Center on Great Teachers and Leaders –

From the website: “The Center on Great Teachers and Leaders (GTL Center) is dedicated to supporting state education leaders in their efforts to grow, respect, and retain great teachers and leaders for all students. The GTL Center continues the work of the National Comprehensive Center for Teacher Quality (TQ Center) and expands its focus to provide technical assistance and online resources designed to build systems that:

  • Support the implementation of college and career standards.
  • Ensure the equitable access of effective teachers and leaders.
  • Recruit, retain, reward, and support effective educators.
  • Develop coherent human capital management systems.
  • Create safe academic environments that increase student learning through positive behavior management and appropriate discipline.
  • Use data to guide professional development and improve instruction.”

New Teacher Center –

From the website: “New Teacher Center’s mission is to improve student learning by accelerating the effectiveness of new teachers, experienced teachers and school leaders. Our mission is supported with generous contributions from a number of philanthropic organizations.”

The New Teacher Project –

From the website:TNTP’s mission is to end the injustice of educational inequality by providing excellent teachers to the students who need them most and by advancing policies and practices that ensure effective teaching in every classroom.”
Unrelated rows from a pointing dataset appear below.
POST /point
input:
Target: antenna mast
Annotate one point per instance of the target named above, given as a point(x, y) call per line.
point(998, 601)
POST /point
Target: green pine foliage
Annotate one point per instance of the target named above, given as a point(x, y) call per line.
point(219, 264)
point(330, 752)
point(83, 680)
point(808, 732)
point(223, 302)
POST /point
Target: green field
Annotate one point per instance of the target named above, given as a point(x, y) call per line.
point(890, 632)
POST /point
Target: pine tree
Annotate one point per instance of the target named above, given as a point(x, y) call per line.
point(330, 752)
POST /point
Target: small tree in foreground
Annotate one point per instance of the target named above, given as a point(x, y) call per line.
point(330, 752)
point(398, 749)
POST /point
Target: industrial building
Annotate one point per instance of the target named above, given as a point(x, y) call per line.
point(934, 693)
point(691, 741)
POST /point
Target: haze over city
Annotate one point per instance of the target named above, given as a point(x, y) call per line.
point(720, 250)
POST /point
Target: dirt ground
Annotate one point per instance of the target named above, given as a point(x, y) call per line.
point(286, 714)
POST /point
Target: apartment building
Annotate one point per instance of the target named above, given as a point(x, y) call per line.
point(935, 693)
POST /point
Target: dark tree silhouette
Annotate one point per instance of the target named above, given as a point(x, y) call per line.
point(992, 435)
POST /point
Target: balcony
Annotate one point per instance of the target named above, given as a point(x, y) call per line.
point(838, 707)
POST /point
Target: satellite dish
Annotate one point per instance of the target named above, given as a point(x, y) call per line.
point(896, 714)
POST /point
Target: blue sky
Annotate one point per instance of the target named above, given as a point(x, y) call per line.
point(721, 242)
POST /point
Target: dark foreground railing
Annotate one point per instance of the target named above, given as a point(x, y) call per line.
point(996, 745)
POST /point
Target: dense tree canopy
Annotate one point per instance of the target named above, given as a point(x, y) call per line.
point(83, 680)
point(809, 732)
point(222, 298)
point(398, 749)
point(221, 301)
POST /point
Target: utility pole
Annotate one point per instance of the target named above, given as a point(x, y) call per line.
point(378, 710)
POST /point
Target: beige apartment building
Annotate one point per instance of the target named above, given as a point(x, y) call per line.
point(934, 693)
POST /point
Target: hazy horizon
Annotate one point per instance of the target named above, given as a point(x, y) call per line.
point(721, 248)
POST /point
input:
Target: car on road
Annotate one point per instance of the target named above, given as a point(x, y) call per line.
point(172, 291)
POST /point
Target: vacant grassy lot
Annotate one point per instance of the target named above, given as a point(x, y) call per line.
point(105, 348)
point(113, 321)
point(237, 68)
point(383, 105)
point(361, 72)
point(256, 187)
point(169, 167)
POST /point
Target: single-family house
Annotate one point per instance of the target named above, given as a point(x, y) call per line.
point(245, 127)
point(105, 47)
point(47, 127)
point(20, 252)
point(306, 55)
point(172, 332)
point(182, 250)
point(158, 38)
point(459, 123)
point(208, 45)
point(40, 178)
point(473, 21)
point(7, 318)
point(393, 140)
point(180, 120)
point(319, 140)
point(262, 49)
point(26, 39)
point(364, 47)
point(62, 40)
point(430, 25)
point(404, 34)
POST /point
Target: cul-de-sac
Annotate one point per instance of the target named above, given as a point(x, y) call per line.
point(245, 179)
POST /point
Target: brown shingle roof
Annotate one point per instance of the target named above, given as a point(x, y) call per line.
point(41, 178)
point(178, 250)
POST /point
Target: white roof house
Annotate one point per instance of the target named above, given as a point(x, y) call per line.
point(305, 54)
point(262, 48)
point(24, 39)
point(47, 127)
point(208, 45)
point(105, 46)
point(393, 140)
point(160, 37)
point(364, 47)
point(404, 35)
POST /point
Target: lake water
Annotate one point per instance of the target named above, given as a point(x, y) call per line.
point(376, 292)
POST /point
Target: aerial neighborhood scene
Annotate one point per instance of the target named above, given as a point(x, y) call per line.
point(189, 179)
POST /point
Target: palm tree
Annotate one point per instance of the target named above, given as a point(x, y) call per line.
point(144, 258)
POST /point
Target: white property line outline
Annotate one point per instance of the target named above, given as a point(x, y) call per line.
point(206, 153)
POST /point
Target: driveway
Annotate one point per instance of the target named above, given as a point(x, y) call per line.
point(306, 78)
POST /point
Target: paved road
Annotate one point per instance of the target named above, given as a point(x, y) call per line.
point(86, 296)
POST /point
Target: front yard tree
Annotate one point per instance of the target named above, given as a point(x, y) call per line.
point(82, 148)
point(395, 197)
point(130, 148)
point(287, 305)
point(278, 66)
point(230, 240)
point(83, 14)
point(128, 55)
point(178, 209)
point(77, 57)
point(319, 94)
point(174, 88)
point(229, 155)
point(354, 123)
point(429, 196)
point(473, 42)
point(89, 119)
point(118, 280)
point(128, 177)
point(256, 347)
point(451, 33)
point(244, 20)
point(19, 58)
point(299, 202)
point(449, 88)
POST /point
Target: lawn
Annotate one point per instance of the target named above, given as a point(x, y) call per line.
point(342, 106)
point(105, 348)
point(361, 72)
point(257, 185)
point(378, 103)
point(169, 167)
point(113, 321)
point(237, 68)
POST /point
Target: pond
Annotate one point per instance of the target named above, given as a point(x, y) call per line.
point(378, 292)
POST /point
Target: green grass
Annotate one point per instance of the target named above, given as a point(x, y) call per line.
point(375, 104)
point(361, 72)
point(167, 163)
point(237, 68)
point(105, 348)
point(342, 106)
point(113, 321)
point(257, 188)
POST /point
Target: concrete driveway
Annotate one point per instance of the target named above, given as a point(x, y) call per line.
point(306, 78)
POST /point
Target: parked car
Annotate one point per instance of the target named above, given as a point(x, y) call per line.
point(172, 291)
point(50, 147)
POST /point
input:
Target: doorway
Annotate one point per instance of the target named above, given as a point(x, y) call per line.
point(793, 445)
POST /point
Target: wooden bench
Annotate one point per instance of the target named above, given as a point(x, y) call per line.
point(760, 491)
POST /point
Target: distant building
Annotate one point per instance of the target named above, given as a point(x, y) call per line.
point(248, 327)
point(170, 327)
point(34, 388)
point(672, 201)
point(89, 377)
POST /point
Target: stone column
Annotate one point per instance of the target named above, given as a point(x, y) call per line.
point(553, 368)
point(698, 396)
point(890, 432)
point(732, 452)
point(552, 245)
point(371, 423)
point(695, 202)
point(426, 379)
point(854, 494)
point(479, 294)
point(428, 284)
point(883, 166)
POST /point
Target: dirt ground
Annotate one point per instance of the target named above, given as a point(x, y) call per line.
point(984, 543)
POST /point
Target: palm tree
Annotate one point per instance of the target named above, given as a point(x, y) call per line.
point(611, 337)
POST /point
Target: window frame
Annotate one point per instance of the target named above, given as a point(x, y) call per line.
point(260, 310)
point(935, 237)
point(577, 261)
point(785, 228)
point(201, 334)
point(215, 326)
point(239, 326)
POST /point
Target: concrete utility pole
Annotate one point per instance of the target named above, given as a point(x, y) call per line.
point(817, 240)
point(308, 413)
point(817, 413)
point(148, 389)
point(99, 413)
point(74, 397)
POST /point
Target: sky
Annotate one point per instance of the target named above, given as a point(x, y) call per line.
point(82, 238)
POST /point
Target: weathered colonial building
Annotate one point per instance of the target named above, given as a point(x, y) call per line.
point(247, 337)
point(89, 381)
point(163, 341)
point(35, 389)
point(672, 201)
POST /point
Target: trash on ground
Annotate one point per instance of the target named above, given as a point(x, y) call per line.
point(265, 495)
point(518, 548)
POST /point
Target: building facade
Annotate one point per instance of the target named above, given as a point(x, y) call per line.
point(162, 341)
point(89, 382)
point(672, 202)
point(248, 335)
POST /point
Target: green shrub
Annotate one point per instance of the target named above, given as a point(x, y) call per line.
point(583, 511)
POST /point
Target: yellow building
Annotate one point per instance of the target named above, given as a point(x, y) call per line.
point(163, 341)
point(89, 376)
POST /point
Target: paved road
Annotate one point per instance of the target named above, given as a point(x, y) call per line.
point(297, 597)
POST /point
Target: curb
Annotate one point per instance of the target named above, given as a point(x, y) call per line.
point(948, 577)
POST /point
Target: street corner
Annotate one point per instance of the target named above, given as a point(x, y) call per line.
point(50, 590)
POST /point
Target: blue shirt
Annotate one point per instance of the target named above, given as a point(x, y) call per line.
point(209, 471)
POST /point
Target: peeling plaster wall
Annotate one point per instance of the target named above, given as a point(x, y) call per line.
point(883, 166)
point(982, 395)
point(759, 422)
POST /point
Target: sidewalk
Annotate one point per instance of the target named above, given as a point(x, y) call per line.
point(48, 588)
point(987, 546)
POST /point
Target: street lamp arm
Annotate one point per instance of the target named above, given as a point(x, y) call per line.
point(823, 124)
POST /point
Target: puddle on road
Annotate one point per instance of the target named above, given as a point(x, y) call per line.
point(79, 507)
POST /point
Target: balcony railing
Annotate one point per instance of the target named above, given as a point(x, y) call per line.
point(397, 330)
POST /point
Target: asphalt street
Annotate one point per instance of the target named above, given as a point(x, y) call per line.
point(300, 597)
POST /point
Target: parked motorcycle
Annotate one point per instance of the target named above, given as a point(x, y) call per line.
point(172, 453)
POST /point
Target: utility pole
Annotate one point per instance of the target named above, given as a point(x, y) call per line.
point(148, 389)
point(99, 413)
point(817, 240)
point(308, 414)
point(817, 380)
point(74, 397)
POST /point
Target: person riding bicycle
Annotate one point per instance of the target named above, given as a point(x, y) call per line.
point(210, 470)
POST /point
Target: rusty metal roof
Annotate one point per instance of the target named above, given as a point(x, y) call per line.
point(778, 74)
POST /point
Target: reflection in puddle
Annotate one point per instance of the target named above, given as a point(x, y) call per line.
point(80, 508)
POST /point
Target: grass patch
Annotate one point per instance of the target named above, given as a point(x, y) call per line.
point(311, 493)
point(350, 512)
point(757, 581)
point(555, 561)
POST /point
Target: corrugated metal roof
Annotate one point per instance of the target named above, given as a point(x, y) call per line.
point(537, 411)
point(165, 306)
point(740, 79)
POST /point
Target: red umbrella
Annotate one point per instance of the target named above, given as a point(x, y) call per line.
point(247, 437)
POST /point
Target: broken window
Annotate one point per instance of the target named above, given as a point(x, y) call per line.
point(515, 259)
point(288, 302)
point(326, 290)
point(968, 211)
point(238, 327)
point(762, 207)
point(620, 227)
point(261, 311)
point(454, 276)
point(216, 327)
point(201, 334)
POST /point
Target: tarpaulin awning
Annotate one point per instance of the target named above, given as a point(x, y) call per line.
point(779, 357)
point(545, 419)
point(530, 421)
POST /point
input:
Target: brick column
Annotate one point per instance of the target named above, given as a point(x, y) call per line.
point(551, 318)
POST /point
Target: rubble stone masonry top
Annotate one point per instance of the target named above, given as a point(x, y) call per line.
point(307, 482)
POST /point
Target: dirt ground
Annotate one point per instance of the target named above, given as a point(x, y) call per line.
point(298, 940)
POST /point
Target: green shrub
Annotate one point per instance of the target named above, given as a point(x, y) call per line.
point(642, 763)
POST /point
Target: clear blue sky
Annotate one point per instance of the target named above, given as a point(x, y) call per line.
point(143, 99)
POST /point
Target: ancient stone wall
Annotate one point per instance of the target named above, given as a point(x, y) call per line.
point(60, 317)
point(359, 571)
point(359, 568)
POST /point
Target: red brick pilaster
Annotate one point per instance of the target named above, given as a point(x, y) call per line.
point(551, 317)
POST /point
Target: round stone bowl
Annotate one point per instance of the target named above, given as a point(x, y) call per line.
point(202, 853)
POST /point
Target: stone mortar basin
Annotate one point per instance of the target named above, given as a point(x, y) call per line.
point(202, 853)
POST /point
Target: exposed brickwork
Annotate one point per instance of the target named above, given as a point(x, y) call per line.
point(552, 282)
Keywords and Search Strings

The following keywords and search strings were used to search the reference databases and other sources:

Teacher induction mentoring programs; beginning teachers and mentoring programs

Databases and Resources

We searched ERIC for relevant resources. ERIC is a free online library of more than 1.6 million citations of education research sponsored by the Institute of Education Sciences. Additionally, we searched Google Scholar and PsychInfo.

Reference Search and Selection Criteria

When we were searching and reviewing resources, we considered the following criteria:

  • Date of the Publication: References and resources published for the last 15 years, from 2002 to present, were included in the search and review.
  • Search Priorities of Reference Sources: Search priority is given to study reports, briefs, and other documents that are published and/or reviewed by IES and other federal or federally funded organizations and academic databases, including ERIC, EBSCO databases, JSTOR database, PsychInfo, PsychArticle, and Google Scholar.
  • Methodology: The following methods/priorities/considerations were given in the review and selection of the references: (a) study types—randomized controlled trials, quasi-experiments, surveys, descriptive data analyses, literature reviews, policy briefs, etc., generally in that order; (b) target population, samples (representativeness of the target population, sample size, volunteered or randomly selected, etc.), study duration, etc.; and (c) limitations, generalizability of the findings and conclusions, etc.

This memorandum is one in a series of quick-turnaround responses to specific questions posed by educational stakeholders in the West Region (Arizona, California, Nevada, Utah), which is served by the Regional Educational Laboratory West at WestEd. This memorandum was prepared by REL West under a contract with the U.S. Department of Education’s Institute of Education Sciences (IES), Contract ED-IES-17-C-00014524, administered by WestEd. Its content does not necessarily reflect the views or policies of IES or the U.S. Department of Education nor does mention of trade names, commercial products, or organizations imply endorsement by the U.S. Government.